Antananarivo, 2 Mars, 13h17 – La part du secteur privé dans l’investissement brut serait passée de 14% à 8% du Produit intérieur brut (PIB). Le président du Groupement des entreprises de Madagascar (GEM), Thierry Rajaona, parle d’une baisse continue. « Le constat est que le secteur privé investit de moins en moins dans l’économie depuis les cinq dernières années », regrette-t-il durant l’assemblée générale de ce groupement, mercredi. Pour freiner cette tendance à la baisse et pour parvenir à faire repartir les investissements à la hausse, il évoque la nécessité d’un cadre et des conditions qui permettent au secteur privé d’investir.
L’Etat indique néanmoins qu’avec l’intensification des efforts pour la mise en œuvre du Plan Emergence Madagascar (PEM), les investissements devraient connaitre une croissance significative à partir de cette année. Cette hausse des investissements concerne à la fois le secteur public et le secteur privé.
Dans le document de performance annexé au projet de loi des Finances 2023, l’Etat estime que le taux d’investissement global devrait être de 25,3% du PIB. Les investissements publics augmenteraient jusqu’à 12,2% du PIB et ceux du secteur privé atteindraient à 13,1% du PIB, portés notamment par les investissements directs étrangers. Ce document prévoit qu’à moyen terme, les investissements devraient augmenter à un rythme soutenu pour atteindre 30,2% du PIB en 2025, dont 13% du PIB pour le secteur public et 17,1% du PIB pour le secteur privé.
Le GEM reste cependant perplexe et s’interroge même sur la volonté politique de l’Etat, en prenant l’exemple du secteur de l’énergie. « Nous savons les problèmes de l’électricité à Madagascar qui impactent les activités des entreprises du pays. C’est le secteur privé qui investit dans les barrages hydroélectriques », rappelle-t-il. Il se demande alors « pourquoi, le projet Sahofika qui est là depuis plus de six ans et qui a fait l’objet d’une signature en 2021 n’est toujours pas finalisé en termes d’accord, deux ans après ?». Pour Thierry Rajaona, « le secteur privé est prêt mais il faut que les autorités s’y impliquent réellement également ».

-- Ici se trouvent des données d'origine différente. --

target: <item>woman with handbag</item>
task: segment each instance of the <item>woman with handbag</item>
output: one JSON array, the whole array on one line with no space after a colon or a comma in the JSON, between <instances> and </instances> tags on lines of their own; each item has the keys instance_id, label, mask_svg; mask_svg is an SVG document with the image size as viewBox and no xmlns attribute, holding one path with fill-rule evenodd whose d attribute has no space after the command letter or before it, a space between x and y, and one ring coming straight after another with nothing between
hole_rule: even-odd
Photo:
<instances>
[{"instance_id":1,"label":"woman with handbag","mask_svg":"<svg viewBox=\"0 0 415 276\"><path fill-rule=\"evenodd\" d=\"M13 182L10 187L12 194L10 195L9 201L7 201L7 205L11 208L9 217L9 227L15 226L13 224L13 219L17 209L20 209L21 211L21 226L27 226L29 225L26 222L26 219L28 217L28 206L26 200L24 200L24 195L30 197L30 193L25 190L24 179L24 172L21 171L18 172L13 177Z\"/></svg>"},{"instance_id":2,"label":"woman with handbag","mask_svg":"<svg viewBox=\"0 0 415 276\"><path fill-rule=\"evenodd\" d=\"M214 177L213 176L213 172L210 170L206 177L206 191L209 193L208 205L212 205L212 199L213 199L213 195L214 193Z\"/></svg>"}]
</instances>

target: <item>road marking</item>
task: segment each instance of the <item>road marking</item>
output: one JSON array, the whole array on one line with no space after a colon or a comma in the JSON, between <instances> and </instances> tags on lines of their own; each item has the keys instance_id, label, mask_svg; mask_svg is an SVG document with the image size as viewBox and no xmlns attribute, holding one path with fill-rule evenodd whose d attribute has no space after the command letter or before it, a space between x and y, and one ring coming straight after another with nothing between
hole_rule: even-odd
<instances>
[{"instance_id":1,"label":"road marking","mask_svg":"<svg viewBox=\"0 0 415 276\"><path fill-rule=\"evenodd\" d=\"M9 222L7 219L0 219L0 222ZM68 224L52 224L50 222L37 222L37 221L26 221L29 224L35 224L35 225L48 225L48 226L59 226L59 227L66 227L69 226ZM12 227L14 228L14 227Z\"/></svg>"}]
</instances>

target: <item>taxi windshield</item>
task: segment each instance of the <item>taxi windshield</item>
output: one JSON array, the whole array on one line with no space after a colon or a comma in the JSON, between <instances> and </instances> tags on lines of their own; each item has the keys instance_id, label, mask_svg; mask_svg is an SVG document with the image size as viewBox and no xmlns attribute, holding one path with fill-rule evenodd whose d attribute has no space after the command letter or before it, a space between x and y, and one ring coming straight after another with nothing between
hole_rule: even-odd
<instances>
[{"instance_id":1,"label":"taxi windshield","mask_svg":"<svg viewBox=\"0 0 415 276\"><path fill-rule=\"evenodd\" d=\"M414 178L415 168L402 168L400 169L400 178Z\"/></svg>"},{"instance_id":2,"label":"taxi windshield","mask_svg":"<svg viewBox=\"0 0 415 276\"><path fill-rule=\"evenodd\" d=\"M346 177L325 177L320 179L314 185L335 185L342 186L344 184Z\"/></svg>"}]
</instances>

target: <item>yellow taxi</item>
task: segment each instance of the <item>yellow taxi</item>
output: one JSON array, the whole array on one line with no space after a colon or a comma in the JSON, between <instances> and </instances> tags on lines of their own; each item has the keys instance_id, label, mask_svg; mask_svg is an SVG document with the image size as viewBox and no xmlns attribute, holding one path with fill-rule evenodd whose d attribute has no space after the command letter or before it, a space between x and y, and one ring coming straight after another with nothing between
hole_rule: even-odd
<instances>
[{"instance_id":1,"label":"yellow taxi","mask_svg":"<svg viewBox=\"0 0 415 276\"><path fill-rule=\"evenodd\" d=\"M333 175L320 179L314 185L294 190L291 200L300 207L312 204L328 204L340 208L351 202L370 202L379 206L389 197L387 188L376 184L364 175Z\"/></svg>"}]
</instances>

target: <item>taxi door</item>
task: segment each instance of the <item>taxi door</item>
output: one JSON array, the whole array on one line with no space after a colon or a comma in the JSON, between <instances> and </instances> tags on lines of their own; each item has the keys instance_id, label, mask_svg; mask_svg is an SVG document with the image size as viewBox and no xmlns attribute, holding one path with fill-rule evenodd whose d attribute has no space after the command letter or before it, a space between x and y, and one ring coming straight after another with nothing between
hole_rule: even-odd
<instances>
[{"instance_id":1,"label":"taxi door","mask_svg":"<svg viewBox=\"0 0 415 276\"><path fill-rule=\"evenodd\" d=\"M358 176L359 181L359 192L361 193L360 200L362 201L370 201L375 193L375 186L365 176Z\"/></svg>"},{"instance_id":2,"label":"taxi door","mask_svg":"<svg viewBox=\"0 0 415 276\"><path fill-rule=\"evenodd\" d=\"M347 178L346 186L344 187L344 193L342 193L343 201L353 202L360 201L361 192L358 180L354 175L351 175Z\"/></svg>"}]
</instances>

Par ailleurs, économiquement parlant, l’année 2023 présente un contexte qui « n’est pas vraiment favorable pour le développement du secteur privé », d’après le président du GEM. Selon ses explications, le contexte lié à l’élection va créer beaucoup d’incertitudes. Il anticipe que « les autorités auront d’autres priorités, à savoir l’organisation de l’élection présidentielle en fin d’année ». Il n’écarte également pas non plus les éventuelles troubles pré-électorales ou post-électorales. Ainsi, bon nombre d’investisseurs privés, locaux comme étrangers, attendent que les élections se fassent avant d’engager de nouveaux projets, confie-t-il.